“See you these clothes?”

In Act IV-V, it became even more clear how important the idea of status was to these characters in their world. There were so many examples of this that I highlighted in the text and right now, I will focus on three.

The first pertains to my blog post title: “See you these clothes?” (V.ii.140). Here, the shepherd’s son boasts about his newfound fortune to Autolycus. He then refers to himself as a “gentlemen” as the King has helped change he and his father’s status from common men to gentlemen in just a matter of hours. It is clear that both men feel they have a leg-up now on others due to their new clothes, respect, and position in society.

The second idea in which status plays a major role is when Perdita is thought to be a better woman and allowed to marry Florizell as soon as she is deemed to be the King’s daughter. She is a kind, smart, and beautiful woman, but none of this meant anything to those besides Florizell because she was seemingly a “shepherd’s daughter” and not fit to be the husband of a prince. This dynamic was so interesting to see play out.

Finally, the third place in which I saw status influence the play was with Paulina. In Act V, Scene 1, she bursts into a meeting with Leontes and his men and essentially demands, and then makes him swear, that he will never marry another woman again without her consent. WHAT A POWER MOVE. Paulina = Queen! But in all seriousness, she ends up being a major champion for all women in this play based on the fact that she doesn’t care about status or position as much. Like Beatrice and other strong female characters we have seen, she cares very little about what others think of her or the repercussions of her “speaking out of turn” or disrespecting her status in relation to others. And I think this is what gives her her power!


  1. The talk around Perdita was always interesting to me. I agree with you that class issues really showed its colors in this part of the play. It is as though somehow they could sense Perditas status as a royal and that’s how she seemed to be so beautiful as just a commoner.

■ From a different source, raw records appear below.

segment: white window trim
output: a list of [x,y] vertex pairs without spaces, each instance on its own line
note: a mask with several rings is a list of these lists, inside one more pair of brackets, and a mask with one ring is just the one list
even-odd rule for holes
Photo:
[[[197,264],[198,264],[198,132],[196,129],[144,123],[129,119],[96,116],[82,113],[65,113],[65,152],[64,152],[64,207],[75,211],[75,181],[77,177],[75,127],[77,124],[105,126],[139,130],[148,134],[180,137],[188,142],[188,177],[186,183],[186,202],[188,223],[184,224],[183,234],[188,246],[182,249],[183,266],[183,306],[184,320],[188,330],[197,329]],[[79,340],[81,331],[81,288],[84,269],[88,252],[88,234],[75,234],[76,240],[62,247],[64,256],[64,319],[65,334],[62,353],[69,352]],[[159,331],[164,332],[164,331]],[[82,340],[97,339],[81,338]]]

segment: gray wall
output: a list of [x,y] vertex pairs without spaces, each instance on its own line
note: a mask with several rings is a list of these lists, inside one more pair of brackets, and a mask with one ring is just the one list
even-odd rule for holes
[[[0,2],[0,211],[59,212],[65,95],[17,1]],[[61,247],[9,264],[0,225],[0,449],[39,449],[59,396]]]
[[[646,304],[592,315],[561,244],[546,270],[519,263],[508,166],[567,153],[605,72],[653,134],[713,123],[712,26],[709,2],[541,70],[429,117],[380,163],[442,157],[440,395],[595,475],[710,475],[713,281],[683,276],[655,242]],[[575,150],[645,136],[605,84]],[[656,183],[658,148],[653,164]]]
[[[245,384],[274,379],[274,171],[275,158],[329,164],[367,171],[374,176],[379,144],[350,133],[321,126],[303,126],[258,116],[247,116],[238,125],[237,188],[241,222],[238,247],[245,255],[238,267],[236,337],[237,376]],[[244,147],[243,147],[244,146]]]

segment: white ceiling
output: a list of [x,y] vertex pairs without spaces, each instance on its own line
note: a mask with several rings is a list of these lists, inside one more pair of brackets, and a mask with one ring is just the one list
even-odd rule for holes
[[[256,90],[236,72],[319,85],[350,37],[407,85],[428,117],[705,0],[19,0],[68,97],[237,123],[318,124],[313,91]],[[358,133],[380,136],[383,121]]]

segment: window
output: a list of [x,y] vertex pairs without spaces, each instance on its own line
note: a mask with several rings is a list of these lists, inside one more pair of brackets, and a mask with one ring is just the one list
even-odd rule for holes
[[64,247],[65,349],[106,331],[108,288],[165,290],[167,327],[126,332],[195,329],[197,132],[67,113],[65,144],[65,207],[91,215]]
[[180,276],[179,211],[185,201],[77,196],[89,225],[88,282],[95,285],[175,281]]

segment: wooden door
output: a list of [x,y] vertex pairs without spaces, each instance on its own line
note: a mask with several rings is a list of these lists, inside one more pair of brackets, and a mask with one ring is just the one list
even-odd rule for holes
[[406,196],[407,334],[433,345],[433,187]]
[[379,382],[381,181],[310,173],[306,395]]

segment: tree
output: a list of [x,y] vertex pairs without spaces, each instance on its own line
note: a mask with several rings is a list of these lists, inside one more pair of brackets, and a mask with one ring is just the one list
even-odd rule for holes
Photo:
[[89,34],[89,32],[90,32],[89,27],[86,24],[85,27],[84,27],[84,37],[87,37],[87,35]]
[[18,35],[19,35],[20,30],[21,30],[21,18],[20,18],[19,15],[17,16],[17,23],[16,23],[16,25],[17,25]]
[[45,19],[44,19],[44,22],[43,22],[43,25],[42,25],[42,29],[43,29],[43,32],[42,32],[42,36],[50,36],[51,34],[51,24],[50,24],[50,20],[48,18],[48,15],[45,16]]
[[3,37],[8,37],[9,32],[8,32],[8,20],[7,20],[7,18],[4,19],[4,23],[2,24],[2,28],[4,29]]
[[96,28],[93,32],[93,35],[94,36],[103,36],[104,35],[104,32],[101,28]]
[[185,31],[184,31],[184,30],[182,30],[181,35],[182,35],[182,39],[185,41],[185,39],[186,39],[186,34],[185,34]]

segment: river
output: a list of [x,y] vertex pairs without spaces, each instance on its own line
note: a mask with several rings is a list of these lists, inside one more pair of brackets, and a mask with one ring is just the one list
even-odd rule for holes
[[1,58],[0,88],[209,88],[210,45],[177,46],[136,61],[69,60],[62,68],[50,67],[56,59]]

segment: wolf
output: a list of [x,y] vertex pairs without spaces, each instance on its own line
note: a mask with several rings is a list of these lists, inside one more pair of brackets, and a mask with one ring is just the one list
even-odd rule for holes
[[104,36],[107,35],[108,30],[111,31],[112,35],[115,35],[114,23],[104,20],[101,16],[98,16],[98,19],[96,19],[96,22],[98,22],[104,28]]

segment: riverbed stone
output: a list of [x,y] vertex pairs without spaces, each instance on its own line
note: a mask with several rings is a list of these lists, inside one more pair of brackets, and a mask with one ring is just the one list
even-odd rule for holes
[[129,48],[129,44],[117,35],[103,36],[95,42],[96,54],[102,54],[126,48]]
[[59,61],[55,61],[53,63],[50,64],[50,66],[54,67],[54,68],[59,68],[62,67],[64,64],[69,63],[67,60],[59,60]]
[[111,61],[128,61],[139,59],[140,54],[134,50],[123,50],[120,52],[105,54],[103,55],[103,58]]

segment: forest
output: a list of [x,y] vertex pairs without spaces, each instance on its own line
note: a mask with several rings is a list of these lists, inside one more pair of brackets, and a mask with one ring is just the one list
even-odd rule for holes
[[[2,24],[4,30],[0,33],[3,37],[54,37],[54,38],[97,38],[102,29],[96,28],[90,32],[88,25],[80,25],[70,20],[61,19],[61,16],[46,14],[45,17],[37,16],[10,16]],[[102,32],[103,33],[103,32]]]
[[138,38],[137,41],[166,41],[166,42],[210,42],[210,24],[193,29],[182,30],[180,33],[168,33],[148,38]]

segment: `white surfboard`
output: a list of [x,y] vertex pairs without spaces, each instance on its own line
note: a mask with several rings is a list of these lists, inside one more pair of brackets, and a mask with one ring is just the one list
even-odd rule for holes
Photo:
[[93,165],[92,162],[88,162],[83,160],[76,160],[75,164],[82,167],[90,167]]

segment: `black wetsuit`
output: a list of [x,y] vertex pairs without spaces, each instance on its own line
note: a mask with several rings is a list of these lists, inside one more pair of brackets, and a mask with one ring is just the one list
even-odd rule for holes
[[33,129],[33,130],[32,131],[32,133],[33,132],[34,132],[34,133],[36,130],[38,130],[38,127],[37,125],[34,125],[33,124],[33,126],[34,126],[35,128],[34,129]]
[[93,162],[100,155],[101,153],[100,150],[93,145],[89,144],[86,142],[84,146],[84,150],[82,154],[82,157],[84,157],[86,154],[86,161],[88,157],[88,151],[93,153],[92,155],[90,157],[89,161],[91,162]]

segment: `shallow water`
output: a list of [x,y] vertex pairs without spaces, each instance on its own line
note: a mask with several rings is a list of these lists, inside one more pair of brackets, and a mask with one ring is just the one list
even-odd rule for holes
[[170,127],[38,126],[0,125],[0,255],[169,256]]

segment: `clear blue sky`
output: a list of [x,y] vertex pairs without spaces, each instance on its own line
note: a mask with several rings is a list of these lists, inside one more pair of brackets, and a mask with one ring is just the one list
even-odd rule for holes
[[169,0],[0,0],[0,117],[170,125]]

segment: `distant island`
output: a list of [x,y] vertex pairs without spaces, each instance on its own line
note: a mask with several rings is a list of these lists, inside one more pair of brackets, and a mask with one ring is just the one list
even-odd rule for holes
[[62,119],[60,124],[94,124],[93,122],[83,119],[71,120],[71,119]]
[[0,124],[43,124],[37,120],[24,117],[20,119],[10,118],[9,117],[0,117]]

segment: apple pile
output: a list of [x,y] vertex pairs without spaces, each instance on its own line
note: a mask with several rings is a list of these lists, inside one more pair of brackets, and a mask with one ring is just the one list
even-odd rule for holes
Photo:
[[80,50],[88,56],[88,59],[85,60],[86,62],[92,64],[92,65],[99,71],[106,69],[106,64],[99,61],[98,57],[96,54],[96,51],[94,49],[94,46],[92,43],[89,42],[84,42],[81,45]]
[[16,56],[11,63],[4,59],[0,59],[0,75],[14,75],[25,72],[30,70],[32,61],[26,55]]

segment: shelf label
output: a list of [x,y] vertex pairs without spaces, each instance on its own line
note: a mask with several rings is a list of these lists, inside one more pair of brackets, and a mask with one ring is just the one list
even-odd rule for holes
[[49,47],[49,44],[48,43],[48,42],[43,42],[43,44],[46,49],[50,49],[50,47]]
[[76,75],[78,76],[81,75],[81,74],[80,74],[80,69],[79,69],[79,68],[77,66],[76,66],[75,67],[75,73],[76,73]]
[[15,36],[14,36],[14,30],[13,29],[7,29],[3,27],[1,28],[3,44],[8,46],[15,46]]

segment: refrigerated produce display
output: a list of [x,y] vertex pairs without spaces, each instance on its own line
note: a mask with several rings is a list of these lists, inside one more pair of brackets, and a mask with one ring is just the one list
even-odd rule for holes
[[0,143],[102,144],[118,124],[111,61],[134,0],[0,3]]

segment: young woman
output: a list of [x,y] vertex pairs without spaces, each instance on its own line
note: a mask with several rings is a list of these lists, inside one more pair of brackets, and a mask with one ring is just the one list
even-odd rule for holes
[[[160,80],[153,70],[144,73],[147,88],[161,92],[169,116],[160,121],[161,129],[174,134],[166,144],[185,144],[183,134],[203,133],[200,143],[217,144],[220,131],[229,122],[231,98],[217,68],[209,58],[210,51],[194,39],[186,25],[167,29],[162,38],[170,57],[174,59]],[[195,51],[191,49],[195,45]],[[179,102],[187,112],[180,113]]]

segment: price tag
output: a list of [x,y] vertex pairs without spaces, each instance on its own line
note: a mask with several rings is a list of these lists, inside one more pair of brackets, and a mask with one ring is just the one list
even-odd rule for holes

  2. I really noticed this throughout the play as well. I found it incredibly interesting when Polixenes was disguised with Claudio and admitted that she looked far above her class, yet still looked down on the marriage. I think that really goes to show how important class was in 15th and 16th century England.

  3. I love how you talked about Paulina, and how you compare her to Beatrice. It’s interesting to see two female characters to challenge the norm (marriage/women’s rights in Much Ado and classism in Winter’s Tale) and it’s interesting to see how their storylines play out when compared.